The lived experience in the ancient world (and the medieval world and, indeed, every world before the Enlightenment in the West) was shot through with a pervasive fear of cosmic elements playing on and around them. They were susceptible to the whims of the gods.
As Charles Taylor has argued, our modern lives feel insulated—“buffered”—from cosmic consequences. But the inner lives of the ancients felt “porous:” they sensed themselves watched, vulnerable to divine retaliations, exposed to a mysterious, undomesticated, and enchanted world.
Those in the ancient world did not need to be reminded to fear. But they might have needed to be reminded whom to fear. And while modern readers don’t need to be warned against fearing Dagon, Ba’al, or other local deities, our fears can be misguided in just the same way.

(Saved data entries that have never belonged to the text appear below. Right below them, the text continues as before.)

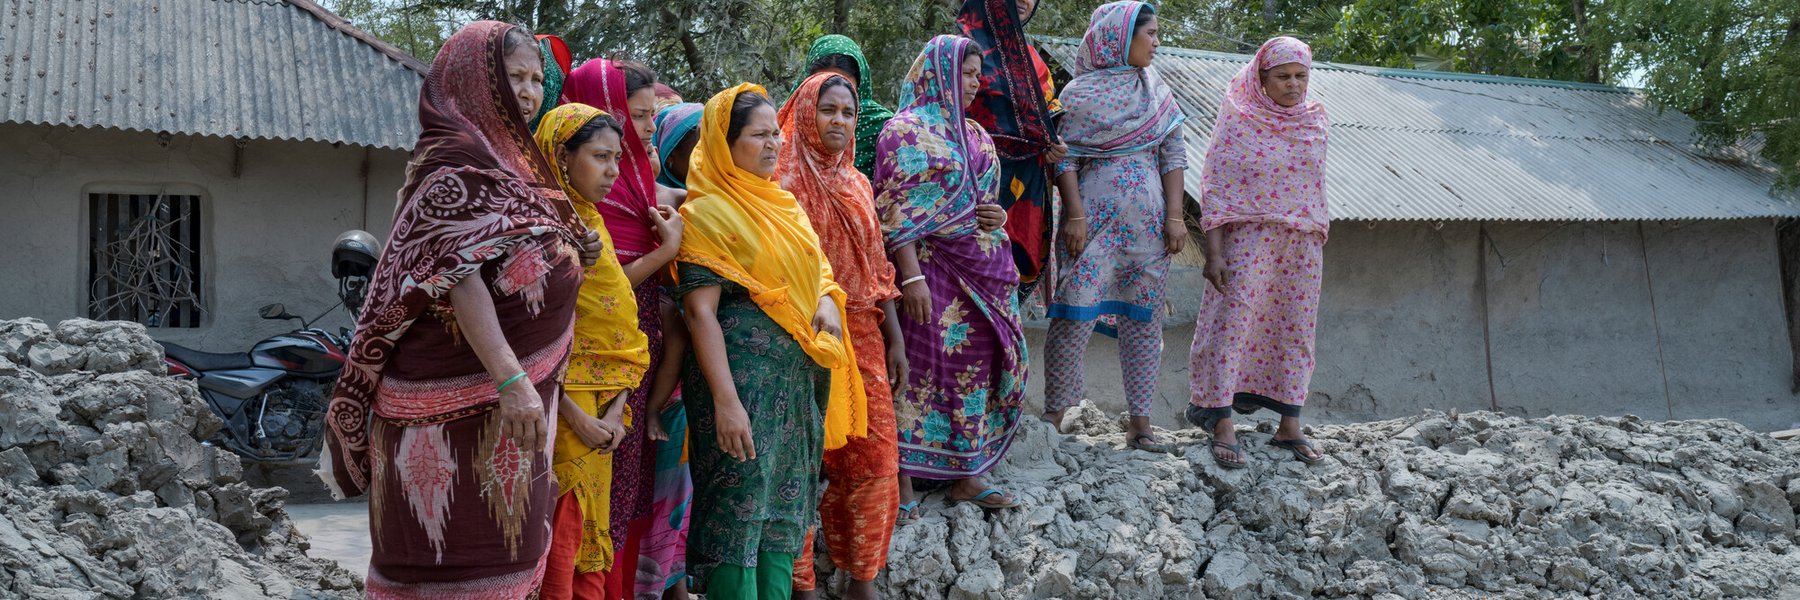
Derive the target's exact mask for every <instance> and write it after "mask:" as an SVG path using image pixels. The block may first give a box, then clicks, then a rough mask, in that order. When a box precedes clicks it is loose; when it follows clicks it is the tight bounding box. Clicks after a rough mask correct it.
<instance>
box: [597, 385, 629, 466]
mask: <svg viewBox="0 0 1800 600" xmlns="http://www.w3.org/2000/svg"><path fill="white" fill-rule="evenodd" d="M630 395H632V393H630V391H619V395H617V396H612V404H610V405H607V414H601V416H599V427H605V429H607V432H612V440H610V441H608V443H607V445H605V447H599V450H601V452H612V450H617V449H619V445H621V443H625V431H626V427H625V409H626V405H625V398H628V396H630Z"/></svg>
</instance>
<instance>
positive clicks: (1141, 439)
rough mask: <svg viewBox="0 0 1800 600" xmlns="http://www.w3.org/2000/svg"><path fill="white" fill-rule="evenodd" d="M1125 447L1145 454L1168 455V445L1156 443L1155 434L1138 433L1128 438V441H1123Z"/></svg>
mask: <svg viewBox="0 0 1800 600" xmlns="http://www.w3.org/2000/svg"><path fill="white" fill-rule="evenodd" d="M1125 447H1130V449H1138V450H1145V452H1156V454H1168V443H1165V441H1157V440H1156V434H1152V432H1148V431H1143V432H1138V434H1136V436H1130V440H1125Z"/></svg>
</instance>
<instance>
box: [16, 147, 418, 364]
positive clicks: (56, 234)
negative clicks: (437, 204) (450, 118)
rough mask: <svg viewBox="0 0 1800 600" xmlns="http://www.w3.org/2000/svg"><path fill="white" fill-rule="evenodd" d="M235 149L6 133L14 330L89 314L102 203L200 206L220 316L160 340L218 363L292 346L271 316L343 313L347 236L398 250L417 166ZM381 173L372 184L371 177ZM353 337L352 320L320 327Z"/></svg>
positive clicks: (349, 150)
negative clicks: (195, 195) (278, 335)
mask: <svg viewBox="0 0 1800 600" xmlns="http://www.w3.org/2000/svg"><path fill="white" fill-rule="evenodd" d="M236 153H238V148H236V142H234V141H229V139H216V137H189V135H173V137H166V142H164V141H158V135H157V133H144V132H119V130H74V128H52V126H25V124H0V157H4V159H0V254H4V256H5V259H4V261H0V277H4V281H9V285H4V286H0V319H13V317H38V319H43V321H50V323H56V321H61V319H68V317H85V315H86V294H85V270H86V240H88V234H86V223H88V214H86V205H88V198H86V195H88V193H108V191H117V193H157V191H158V189H167V191H169V193H200V195H202V196H203V200H202V223H203V227H205V231H203V238H205V249H203V250H202V252H203V267H202V268H203V285H205V301H207V305H209V306H207V308H209V310H211V314H209V315H207V317H205V321H203V324H202V326H200V328H194V330H175V328H169V330H153V332H151V333H153V335H155V337H157V339H166V341H175V342H180V344H185V346H193V348H200V350H211V351H238V350H247V348H248V344H250V342H254V341H257V339H263V337H268V335H272V333H281V332H284V330H286V328H290V326H288V324H284V323H275V321H263V319H259V317H257V314H256V310H257V306H263V305H266V303H284V305H286V306H288V310H290V312H293V314H302V315H308V317H311V315H317V314H319V312H322V310H324V308H328V306H331V305H333V303H337V283H335V279H331V272H329V250H331V241H333V240H335V238H337V234H338V232H342V231H346V229H365V231H369V232H373V234H374V236H376V238H380V240H383V241H385V238H387V229H389V227H391V223H392V213H394V193H396V191H398V189H400V186H401V182H403V175H405V160H407V153H403V151H396V150H369V148H360V146H340V148H333V146H331V144H324V142H292V141H248V142H247V144H245V148H243V151H241V162H238V164H239V166H241V169H239V171H238V173H236V175H234V173H232V166H234V159H236ZM364 160H367V168H369V169H367V177H364V175H362V169H364ZM320 324H324V326H328V328H337V326H349V319H347V317H344V312H342V310H338V312H337V314H335V315H331V317H328V319H326V321H320Z"/></svg>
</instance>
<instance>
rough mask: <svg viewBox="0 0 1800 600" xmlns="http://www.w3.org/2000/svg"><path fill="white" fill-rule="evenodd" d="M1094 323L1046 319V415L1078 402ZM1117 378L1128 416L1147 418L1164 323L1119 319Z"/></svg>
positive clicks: (1045, 404)
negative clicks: (1047, 320) (1123, 385)
mask: <svg viewBox="0 0 1800 600" xmlns="http://www.w3.org/2000/svg"><path fill="white" fill-rule="evenodd" d="M1096 323H1098V321H1071V319H1049V339H1048V346H1049V348H1048V357H1046V360H1048V364H1046V369H1044V371H1046V373H1044V413H1057V411H1062V409H1067V407H1071V405H1075V404H1076V402H1082V396H1084V393H1085V387H1084V386H1085V382H1084V378H1082V353H1084V351H1085V350H1087V339H1089V337H1093V333H1094V324H1096ZM1118 332H1120V335H1118V337H1120V373H1123V380H1125V402H1127V404H1129V407H1130V416H1150V402H1152V400H1154V398H1156V378H1157V375H1159V373H1161V371H1163V319H1161V315H1157V319H1154V321H1134V319H1123V317H1121V319H1118Z"/></svg>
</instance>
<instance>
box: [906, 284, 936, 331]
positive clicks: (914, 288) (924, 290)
mask: <svg viewBox="0 0 1800 600" xmlns="http://www.w3.org/2000/svg"><path fill="white" fill-rule="evenodd" d="M900 308H905V315H907V317H911V319H913V323H931V310H932V306H931V285H927V283H925V279H918V281H913V283H907V285H905V286H902V288H900Z"/></svg>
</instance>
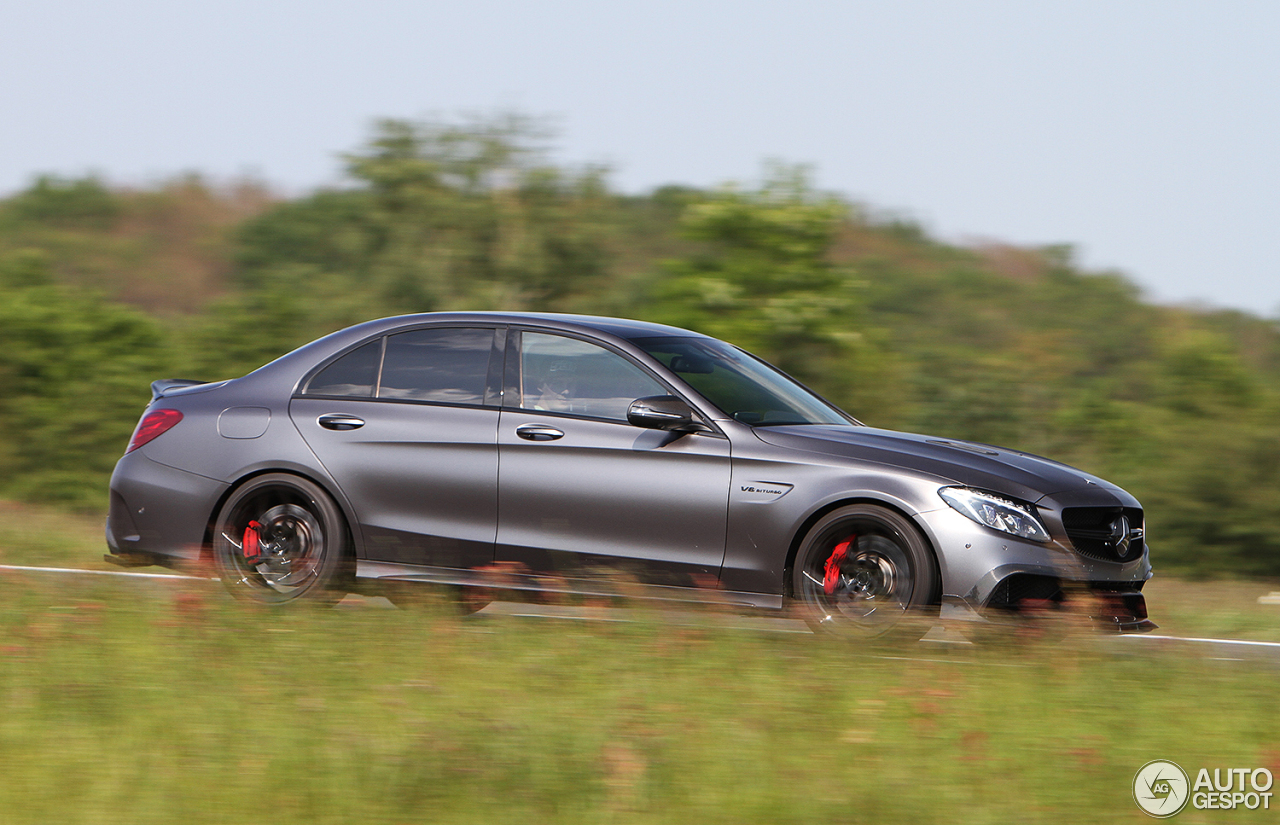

It’s an interesting personal exercise to consider the fears that drive our day-to-day lives. For me, these fears often touch on my professional life, my reputation, and simple comforts that I cherish.
This twisted fear nudges me to nurse bitterness from that perceived slight, to hoard my own resources, and to speak of “them” and why “they” are the problem.
It’s been another rough week in this country. Fear—and its companion, anger—is rampant and easily exploited and manipulated.
What is the Christian response to the misguided fears that spiritually deform us? According to the psalmist:
Keep your lips from telling lies.
Be generous and lend freely.
Seek peace and pursue it.
Lord, help us, your Church, to be honest and generous and to seek peace as we learn to fear you.